Back to Chicago (part one here; part two here)… the city remains much as I remember it from earlier visits: gritty, even at its “prettiest”, middle America in a big city/New York-reminiscent package. It doesn’t woo me like San Francisco or New Orleans, nor secure my eternal loyalty as NYC does, but it’s the only real city in the middle, as far as I’m concerned. Here I eat hearty and well, surrounded by locals who are welcoming, rough around the edges, good-hearted. Neighborhood by neighborhood, in a multi-part series, we’ll cover some of my haunts during my last stay.
• The Drawing Room at Le Passage – I’m a huge fan. This is pretty much my favorite cocktail destination in Chicago. Ignore the clubby Le Passage side, check in with the bouncer, and walk downstairs for an underground haven of fine mixology and artistic precision. Charles and Tim are brilliant bartenders: gracious, knowledgeable. Tell them your favorite spirit and let them make you what they will – deliciousness ensues. Or order from a menu full of spirituous pleasure.
• NoMi – It’s all about the view. I didn’t eat here – it’s a pricey one, well-lauded but with such a high tourist following, I’m not sure how much of it is inflated. I did enjoy picturesque giant windows overlooking the Water Tower and a big city rooftop deck, ideal in the Summer for lingering with a drink.
• Alinea – What can be said that hasn’t already been said about this molecular gastronomy destination and its brilliant, young chef, Grant Achatz? It would be an injustice to try to do a complete review in an already busy list of favorites, and you can certainly read about it everywhere or note its Zagat perfect 29 rating. I will confirm that you’ll pay a fortune (starting at $150 a person). The atmosphere is chic, refined, but not particularly noteworthy (other than a long, empty hall with door that mysteriously opens as you approach). Service is impeccable. As for food, be prepared to taste and see that it is good.

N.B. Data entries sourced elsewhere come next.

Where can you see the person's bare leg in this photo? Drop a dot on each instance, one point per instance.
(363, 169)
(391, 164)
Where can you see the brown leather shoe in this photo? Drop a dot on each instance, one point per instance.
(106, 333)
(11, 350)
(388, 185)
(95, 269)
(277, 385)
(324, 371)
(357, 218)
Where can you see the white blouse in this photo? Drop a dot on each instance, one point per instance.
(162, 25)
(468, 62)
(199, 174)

From a smoke covered table enhancing a perfect little square or near rare Waygu beef and its otherworldly partner of a creamy whipped potato square covered in crispy potato chips, to a lavender pillow that softy deflates under your dish, the effect and spectacle on the table does not overshadow the sheer pleasure of taste. That seafood custard rich with cream, duck, Fall-redolent spices..? Unbelievable. If only I could have one of those hanging, candied bacon strips (crisped in butterscotch, apple and thyme) now. When dessert is a flavor profile of chocolate, blueberry, tobacco and maple, you know you’re eating from the hands of a genius. Don’t even get me started on the smoking Sweet Potato Popover in bourbon, brown sugar, cinnamon.

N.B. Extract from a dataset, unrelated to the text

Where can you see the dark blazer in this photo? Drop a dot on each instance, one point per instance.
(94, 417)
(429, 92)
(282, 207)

• Annette’s Homemade Italian Ice – A beloved Italian ice window on a charming, walkable stretch of Armitage. It didn’t hold up to my fave NY Italian ices, nor even to my tops in Chicago (which I’ll tell you about when I get to the Wicker Park ‘hood in a future Wandering Traveler). But on a sticky, humid Chicago day, it cooled me off nicely. There’s flavors like Pina Colada, Watermelon, Black Cherry and Georgia Peach.
• Bourgeois Pig – Yes, it’s Rachael Ray recommended (which they advertise via large banner outside), and in a burbs-reminiscent area of Lincoln Park, but this cafe has that boho spirit that inspires one to sit and journal with a house chai or cappuccino. Look for a pig and the Eiffel Tower, head into a weathered, charming brick building, then up creaky stairs to the living room to curl up on a couch or sit by the window and daydream.

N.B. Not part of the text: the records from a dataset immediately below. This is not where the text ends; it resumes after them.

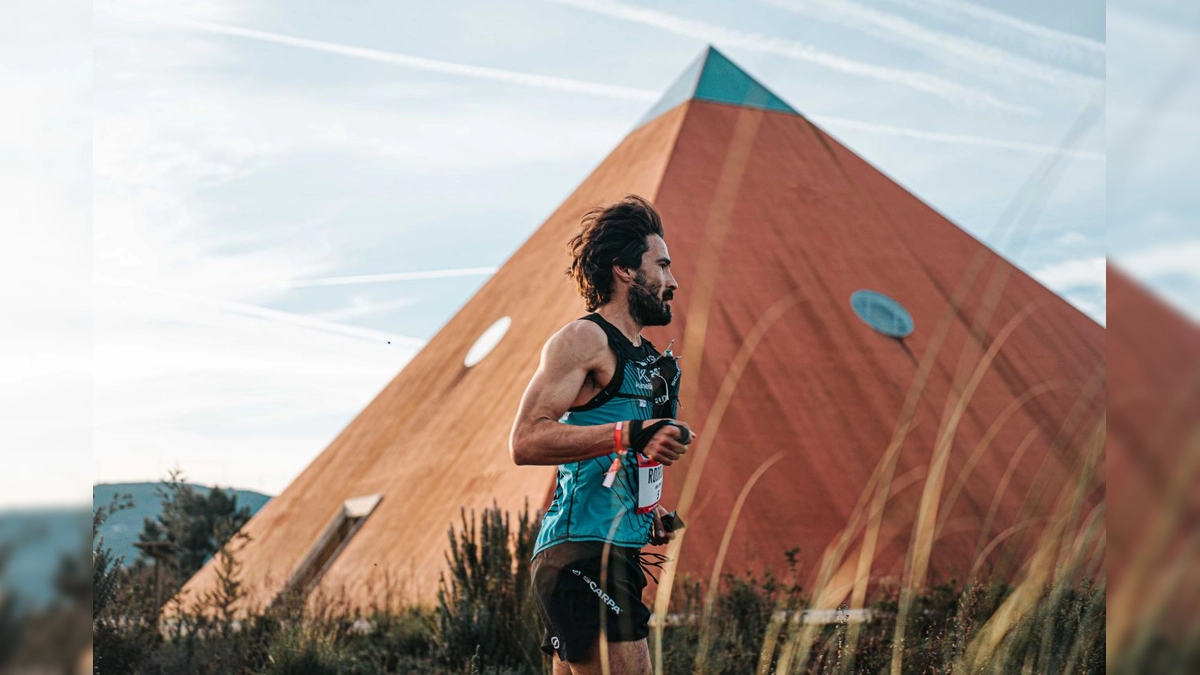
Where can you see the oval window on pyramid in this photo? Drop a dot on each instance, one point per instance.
(882, 314)
(487, 341)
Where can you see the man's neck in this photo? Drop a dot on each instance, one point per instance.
(623, 321)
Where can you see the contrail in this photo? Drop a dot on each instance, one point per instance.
(423, 64)
(964, 95)
(391, 276)
(949, 48)
(957, 138)
(269, 314)
(1049, 35)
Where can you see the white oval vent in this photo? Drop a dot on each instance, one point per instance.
(487, 341)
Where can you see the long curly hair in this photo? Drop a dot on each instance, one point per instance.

• Uncommon Ground has become an institution since 1991, with the original Wrigleyville location just a couple blocks from Wrigley Field. It’s basically an all-things-t0-all-people mix of coffee shop/bar/cafe/art & live music venue/restaurant. I was drawn in on a blazing hot game day for a drink, appreciating the creative sound of their cocktail menu. The vibe is casual cafe, but I have to say service on my visit was well below lackluster. It took forever for anyone to even glance my way, much less talk to me… it seemed there was one guy doing everything from mixing drinks to serving tables to running back to the kitchen. And he appeared none too happy about it. That being said, it’s a mellow place to read or write, they serve their own house coffee (spiked or otherwise), organic everything, and cocktails could be anything from Neal Cassady’s Coffee ($9, madagascar vanilla bean house-infused Jim Beam whiskey, Black Cat double espresso & steamed maple cream), to a desserty-strong Mochatini (yes, an atrocious name, but sounded intriguing enough to try) made with house-infused Intelligentsia coffee Rain vodka, Omanhene chocolate syrup, cream, served up with chocolate sauce drizzle and coffee beans. They’re far from the best artisanal cocktails around, and it’s not a destination, but if you’re in the area, it’s a good place for a break.
• Julius Meinl – Once again, would not mention it as I found each coffee I tasted too sweet or weak, basically not for the coffee connoisseur. But what I did like about this popular Austrian cafe, is that it reminded me of cafes in Austria, with lovely tea sets and coffee trays, red and yellow settees on which to linger with Viennese coffees, teas, jams and pastries.
• Bobtail – Far from gourmet, incredible SF ice creams like Humphry Slocombe or Bi-Rite, and not comparable to divine old school greats like Mitchell’s, still, what charmed me about Bobtail was the darling, vintage ice cream parlor decor in creams and pinks, striped walls, sundaes piled high. Located in the cool Lakeview neighborhood, flavors like Peanut Butter Chip are playful, but one can’t help but think that flavors like Signature Sunset (merlot with dark chocolate chips – rather bland) or Lakeview Barhopper (Dutch cocoa with Jack Daniels – the latter of which which you could barely taste) could have been excellent in the right hands.
• Paulina Meat Market – Ok, this one pretty much wowed me. Like a bustling, spacious East Coast deli with a clearly Mid-West heart (and hearty portions), this sea of offal, wild game, sausages, turducken and head cheese took me straight to meaty heaven. The house bacon is more fat than meat… and it’s divine. Their fresh, tender jerky? Pretty much the best I’ve ever eaten. I’m dreaming of it now.